A spokesman for the Berlin police confirmed that unknown persons sprayed oil in museums during the visits period, without yet knowing how they did so. The vandalism affected Egyptian artifacts, including sarcophagi and old paintings, and the material used by the vandals caused visible stains on the antiquities.
Berlin police reported that they had investigated the attack, but had not made it public for reasons that it described as strategic.
The memory of unity
Media reports indicated that the crime took place on October 3, the day of German unity and the 30th anniversary of the reunification of East and West Germany.

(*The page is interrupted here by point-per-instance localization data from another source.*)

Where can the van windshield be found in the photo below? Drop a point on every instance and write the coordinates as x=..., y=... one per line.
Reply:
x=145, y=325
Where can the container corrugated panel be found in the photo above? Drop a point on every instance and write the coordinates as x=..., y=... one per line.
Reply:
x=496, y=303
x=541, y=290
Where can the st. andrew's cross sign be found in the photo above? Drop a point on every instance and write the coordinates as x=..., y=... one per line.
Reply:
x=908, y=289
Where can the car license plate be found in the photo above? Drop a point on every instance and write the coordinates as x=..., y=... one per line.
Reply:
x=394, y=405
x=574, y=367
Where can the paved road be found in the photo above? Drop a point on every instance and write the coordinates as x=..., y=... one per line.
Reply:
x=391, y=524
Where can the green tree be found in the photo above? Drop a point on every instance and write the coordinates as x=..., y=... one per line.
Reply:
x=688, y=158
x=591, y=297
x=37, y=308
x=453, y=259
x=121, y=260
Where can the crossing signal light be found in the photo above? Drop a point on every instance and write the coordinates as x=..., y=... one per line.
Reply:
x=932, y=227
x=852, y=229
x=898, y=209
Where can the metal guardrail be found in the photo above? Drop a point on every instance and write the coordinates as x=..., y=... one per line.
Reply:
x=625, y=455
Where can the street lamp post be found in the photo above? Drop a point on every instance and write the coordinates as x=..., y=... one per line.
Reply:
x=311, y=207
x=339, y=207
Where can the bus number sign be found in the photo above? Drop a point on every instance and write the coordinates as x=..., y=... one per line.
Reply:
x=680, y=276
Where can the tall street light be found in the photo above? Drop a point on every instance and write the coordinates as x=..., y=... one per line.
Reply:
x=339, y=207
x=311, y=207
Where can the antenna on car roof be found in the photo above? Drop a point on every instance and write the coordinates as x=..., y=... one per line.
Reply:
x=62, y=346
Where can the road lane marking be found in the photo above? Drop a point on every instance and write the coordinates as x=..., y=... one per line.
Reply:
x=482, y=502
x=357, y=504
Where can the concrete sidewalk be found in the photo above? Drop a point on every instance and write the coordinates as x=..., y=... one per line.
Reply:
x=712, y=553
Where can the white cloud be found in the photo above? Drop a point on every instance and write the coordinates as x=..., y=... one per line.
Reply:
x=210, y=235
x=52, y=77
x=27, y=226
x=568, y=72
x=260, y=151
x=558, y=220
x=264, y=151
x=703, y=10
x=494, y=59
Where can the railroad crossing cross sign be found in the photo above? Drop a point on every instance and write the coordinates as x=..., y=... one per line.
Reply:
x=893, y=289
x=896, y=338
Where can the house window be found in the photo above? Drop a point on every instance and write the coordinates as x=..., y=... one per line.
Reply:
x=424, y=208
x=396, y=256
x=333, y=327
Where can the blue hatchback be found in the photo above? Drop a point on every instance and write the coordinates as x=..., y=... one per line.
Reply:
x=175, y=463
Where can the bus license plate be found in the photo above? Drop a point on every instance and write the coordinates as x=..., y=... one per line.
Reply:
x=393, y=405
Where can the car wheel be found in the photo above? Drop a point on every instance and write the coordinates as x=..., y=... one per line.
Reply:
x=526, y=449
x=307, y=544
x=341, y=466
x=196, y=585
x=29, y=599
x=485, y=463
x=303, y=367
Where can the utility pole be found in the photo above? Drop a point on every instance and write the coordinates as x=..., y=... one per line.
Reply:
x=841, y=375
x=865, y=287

The German daily Die Zeit wrote that the vandalism was “one of the biggest attacks on artworks and antiquities in the post-war history of Germany.” Among the damaged pieces were Egyptian stone coffins, sculptures and a number of statues, and the liquid left visible spots on artworks and antiques.
The attack included artifacts in the new Berlin Museum, which includes a bust of the Pharaonic Queen Nefertiti.
The German Minister of State for Culture Monica Grüters strongly condemned the deliberate damage to dozens of works of art on the Museum Island in Berlin, and considered that the attack was directed against German cultural heritage and against democratic principles.
A long formal silence
The German press questioned the secret of the mystery and silence of the authorities about the crime for nearly 3 weeks.
According to Der Tages Spiegel, the state Criminal Police Office (LKA) wrote to people who visited museums that day and asked if they had seen something suspicious.
A preliminary investigation has been opened into the damage to the holdings since then.
The third of October was also the first day that the museum was opened since March 2020, when the Corona pandemic forced it to close its doors.
The five museums – which make up the Museum Island in the heart of Berlin – are among the most important in the country, as the cultural complex became a UNESCO World Heritage Site in 1999.
The Pergamon Museum celebrated its 90th birthday at the beginning of this month, and it is one of the most famous museums in Germany, attracting nearly a million visitors annually, thanks in large part to the Pergamon Altar, which dates back to the second century BC.
The issue of Museum Island security has been the subject of constant criticism, and in 2017 a gang succeeded in stealing a 100-kilogram (200 pounds) gold coin called the “Big Maple Leaf” worth 3.75 million euros (4.38 million dollars) from the iPod Museum, including the complex robbery peacefully. And a wheelbarrow and an escape car.
The Minister of Culture said that the security precautions for Berlin state museums should be investigated again, and she requested a comprehensive report on this issue.
“It must be clarified how great the damage could have gone unnoticed, and how such attacks can be prevented in the future,” she added.